DEM Partili Temelli'den 'Demirtaş' açıklaması

DEM Parti Grup Başkanvekili Sezai Temelli, TBMM'de basın toplantısı düzenleyerek gündeme ilişkin değerlendirmelerde bulundu

17 Kasım 2025 - 13:53
17 Kasım 2025 - 13:53
 0
DEM Partili Temelli'den 'Demirtaş' açıklaması

DEM Parti Grup Başkanvekili Sezai Temelli, "Avrupa İnsan Hakları Mahkemesi'nin Demirtaş kararı sonrasında sevgili Selahattin Demirtaş'ın tahliyesi beklendi ve hala bekliyoruz. Neden tahliye edilmediğine dair hiçbir açıklama yok.

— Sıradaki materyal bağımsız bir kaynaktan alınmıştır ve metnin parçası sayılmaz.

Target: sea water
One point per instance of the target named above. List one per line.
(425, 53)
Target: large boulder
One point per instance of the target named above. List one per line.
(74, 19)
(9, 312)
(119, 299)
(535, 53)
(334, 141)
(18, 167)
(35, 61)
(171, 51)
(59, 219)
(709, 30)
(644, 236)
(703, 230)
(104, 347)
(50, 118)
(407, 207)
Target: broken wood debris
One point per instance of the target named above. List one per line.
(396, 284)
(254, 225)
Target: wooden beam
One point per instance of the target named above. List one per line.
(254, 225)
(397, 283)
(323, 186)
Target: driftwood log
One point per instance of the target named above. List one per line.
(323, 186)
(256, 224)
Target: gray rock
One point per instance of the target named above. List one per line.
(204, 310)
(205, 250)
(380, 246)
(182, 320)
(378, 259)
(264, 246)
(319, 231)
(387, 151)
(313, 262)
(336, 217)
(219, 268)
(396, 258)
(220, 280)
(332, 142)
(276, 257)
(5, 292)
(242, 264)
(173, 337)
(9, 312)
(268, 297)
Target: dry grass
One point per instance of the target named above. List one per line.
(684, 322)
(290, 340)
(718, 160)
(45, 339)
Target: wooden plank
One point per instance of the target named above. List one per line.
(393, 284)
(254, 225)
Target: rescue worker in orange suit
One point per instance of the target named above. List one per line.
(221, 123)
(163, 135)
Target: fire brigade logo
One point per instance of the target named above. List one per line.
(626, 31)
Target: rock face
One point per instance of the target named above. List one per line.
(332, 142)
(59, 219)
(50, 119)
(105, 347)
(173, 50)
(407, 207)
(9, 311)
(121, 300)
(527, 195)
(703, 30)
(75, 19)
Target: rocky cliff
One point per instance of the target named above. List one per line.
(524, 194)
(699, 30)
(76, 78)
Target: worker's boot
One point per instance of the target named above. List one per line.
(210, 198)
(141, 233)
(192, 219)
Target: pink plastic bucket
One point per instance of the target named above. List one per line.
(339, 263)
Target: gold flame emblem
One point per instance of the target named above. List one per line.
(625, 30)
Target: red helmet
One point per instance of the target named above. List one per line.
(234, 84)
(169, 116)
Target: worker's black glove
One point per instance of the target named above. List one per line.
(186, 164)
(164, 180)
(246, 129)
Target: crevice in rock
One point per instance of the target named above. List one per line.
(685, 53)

Siyasallaşmış yargı hala kulağının üstüne yatmaya devam ediyor. Oysa Avrupa İnsan Hakları Mahkemesi kararı kesindir. Nettir ve Selahattin Demirtaş ile bu davadan yargılanan bütün arkadaşlarımızın hemen bırakılması gerekiyor. Şu anda Avrupa İnsan Hakları Mahkemesi'nin kararını uygulamayarak İstinaf Mahkemesi, açık söyleyelim, suç işliyor. Ama yargı öyle bir hale gelmiş ki Anayasa ve Avrupa İnsan Hakları Sözleşmesi'ne aykırı kararlarda gayet rahat bir şekilde suç işleyebiliyor" dedi.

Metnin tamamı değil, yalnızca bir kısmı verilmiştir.